Consultation and referral are options to consider if time and the patient’s condition allows. A psychiatric clinician should never worry alone; sleepless nights benefit neither the psychiatrist nor the patient.
As Dr. R’s case shows, a psychiatrist might decide not to hospitalize a patient who is assessed to be at moderate or high risk of suicide. Protective factors may allow continuing outpatient treatment. A good therapeutic alliance may be present if the psychiatrist has worked with the patient for some time. Family support also may be available.
The clinician must determine if the patient’s suicide risk can be managed by more frequent visits and treatment adjustments. Also, supportive family members can help by providing observational data. Protective factors can be overwhelmed by a severe mental illness. In contrast, a patient assessed as being at moderate risk of suicide might need to be hospitalized when protective factors are few or absent.

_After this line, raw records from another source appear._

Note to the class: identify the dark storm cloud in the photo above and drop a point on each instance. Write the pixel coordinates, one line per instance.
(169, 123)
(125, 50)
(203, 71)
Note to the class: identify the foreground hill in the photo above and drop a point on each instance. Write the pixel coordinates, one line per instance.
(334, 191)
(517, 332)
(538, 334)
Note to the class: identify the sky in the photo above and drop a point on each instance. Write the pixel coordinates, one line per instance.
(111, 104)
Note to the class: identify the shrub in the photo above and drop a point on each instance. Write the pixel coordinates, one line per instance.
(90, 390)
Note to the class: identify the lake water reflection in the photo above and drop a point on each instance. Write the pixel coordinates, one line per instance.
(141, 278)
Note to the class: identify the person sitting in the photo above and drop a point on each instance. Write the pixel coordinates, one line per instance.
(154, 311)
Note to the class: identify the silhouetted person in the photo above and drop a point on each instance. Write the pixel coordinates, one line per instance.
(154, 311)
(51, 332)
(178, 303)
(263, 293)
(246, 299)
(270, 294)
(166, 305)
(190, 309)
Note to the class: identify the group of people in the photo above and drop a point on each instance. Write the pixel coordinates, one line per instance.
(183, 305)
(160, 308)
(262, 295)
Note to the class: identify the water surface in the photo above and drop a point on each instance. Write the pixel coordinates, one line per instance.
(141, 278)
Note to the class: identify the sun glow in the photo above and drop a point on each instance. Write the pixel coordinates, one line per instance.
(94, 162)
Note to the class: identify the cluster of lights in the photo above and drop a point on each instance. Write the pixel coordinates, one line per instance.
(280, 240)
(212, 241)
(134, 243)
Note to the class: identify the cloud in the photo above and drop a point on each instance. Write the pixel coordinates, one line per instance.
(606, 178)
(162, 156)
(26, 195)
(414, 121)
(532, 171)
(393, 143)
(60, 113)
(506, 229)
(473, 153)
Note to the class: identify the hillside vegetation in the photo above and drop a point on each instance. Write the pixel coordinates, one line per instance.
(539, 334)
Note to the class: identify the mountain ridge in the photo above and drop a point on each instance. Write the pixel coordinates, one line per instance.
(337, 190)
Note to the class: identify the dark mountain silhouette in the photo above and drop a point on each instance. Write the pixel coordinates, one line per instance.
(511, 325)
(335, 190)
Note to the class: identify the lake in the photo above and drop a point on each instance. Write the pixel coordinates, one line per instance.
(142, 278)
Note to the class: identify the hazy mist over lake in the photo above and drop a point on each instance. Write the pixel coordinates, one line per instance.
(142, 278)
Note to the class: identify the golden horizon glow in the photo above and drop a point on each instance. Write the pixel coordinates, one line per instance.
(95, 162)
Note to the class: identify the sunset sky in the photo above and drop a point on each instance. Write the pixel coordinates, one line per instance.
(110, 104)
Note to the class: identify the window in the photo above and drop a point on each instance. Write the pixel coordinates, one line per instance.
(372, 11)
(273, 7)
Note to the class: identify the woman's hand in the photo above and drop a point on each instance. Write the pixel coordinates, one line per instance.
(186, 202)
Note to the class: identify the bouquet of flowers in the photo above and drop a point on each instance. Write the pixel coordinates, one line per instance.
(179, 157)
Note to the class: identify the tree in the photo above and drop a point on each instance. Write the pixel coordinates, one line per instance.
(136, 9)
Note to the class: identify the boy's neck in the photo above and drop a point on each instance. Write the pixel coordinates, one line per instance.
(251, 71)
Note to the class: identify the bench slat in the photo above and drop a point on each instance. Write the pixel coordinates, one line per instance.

The psychiatrist may determine that a patient at high risk of suicide who refuses hospitalization does not meet criteria for involuntary hospitalization. For example, criteria might require that the patient must have made a suicide attempt within a specified period of time. States have provisions in their commitment statutes granting immunity from liability if the clinician uses reasonable clinical judgment and acts in good faith when involuntarily hospitalizing a patient.7
Question 15
Mr. U, a 39-year-old, married engineer, is ready to be discharged from the inpatient unit. He was admitted 7 days earlier for acute alcohol intoxication and suicidal threats. He has undergone successful detoxification. Mr. U has had 2 similar episodes within the past year.
The treatment team conducts a risk-benefit analysis for both discharge and continued hospitalization. A consultation also is obtained.
The discharge decision will be most influenced by:
a) presence of family support
b) compliance with follow-up care
c) availability of dual diagnosis programs
d) systematic suicide risk assessment
e) consultation
The best response option is D
All of the options in Question 15 concerning discharge planning of patients at risk for suicide are important. However, conducting a systematic suicide risk assessment to inform discharge planning is the most critical. Mr. U had 2 previous psychiatric admissions for alcohol abuse and suicidal ideation. He is a chronic suicide risk who becomes high risk when intoxicated.
Discharge planning begins at admission and is refined during the patient’s stay. Before a patient is discharged, a final post-discharge treatment and aftercare plan is necessary. After discharge, suicide risk increases as the intensity of treatment decreases.8
The patient’s willingness to cooperate with discharge and aftercare planning is critical in establishing contact with follow-up treaters. The treatment team should structure the follow-up plan to encourage compliance. For example, psychotic patients at risk of suicide who have a history of stopping medications after discharge can be given a long-acting IM antipsychotic that will last until they reach aftercare. Patients with comorbid drug and alcohol abuse disorders are referred to agencies equipped to manage dual-diagnosis patients.
Psychiatrists’ ability to ensure follow-up treatment is limited, a fact that must be acknowledged by the psychiatric and legal communities. Beyond patient stabilization, a clinician’s options to bring about positive changes can be limited or nonexistent. Also, the patient’s failure to adhere to post-discharge plans and treatment often leads to rehospitalization, hopelessness, and greater suicide risk.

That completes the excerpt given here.